The forthcoming Summit will also review the progress report from the Council of Ministers on the Summit directive on having two Deputy Secretaries General at the Community Secretariat recruited competitively on a rotational basis among the partner states.

The previous Summit decided that there will only be two Deputy Secretaries-General, who shall be recruited competitively on a rotational basis.

Liquidity challenges persist

It remains unclear whether the regional leaders will discuss money issues as the credit crunch continues to bite.

“Liquidity challenges are always on the agenda of the EAC Summit,” Nduhungirehe said.

It is no secret that, for a long time, internal resources have remained a major constraint, especially because countries have been failing to make timely remittances to the Secretariat on time.

The clerk for the regional assembly’s legislative body last week informed the bloc’s secretary-general and heads of other top organs of the Community that the House was postponing its November 25-22 December sitting in Zanzibar, Tanzania over financial constraints.

“This is to inform you that the 3rd meeting of the 2nd session has been postponed due to liquidity challenges the Assembly is facing.
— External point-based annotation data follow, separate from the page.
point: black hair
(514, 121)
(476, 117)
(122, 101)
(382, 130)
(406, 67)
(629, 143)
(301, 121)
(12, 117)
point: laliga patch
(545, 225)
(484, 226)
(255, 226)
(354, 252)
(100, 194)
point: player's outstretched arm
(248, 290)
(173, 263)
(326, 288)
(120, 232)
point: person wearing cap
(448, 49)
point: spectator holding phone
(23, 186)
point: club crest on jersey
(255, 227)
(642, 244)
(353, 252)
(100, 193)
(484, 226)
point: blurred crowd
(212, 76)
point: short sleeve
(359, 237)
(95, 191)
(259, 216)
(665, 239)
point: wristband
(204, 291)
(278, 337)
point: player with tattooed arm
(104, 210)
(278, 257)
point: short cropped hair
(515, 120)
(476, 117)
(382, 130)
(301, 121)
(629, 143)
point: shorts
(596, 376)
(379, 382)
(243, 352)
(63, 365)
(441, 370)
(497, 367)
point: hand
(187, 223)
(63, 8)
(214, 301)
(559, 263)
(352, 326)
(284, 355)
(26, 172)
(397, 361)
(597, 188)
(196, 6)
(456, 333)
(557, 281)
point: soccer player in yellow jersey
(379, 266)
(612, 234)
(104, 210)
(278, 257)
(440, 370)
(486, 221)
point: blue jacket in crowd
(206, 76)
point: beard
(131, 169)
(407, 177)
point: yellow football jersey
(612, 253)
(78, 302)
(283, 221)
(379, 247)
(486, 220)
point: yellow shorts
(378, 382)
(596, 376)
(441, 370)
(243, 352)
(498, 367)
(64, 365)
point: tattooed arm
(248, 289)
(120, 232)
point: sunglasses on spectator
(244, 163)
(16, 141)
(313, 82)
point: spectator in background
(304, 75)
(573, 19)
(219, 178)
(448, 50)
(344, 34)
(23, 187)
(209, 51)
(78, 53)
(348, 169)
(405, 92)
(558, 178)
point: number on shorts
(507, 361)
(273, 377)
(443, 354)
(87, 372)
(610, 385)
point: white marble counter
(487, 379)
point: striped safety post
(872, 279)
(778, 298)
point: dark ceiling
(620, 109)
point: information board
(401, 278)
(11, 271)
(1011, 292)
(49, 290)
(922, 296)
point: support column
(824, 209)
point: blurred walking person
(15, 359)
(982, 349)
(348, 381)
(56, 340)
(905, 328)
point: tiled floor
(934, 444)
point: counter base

This has been caused by the delay in remittance of funds by the Partner States,” the clerk said in an internal memo.

“As such the Assembly does not have sufficient funds to facilitate implementation of the aligned activities.” 

Countries are supposed to pay up by December 30 of every financial year.

EAC ministers for finance in February 2016 recommended to the Council to, among others, maintain equal contributions from Partner States, and invoke Article 143 of the EAC Treaty on sanctions to a country which defaults in meeting its financial obligations to the bloc.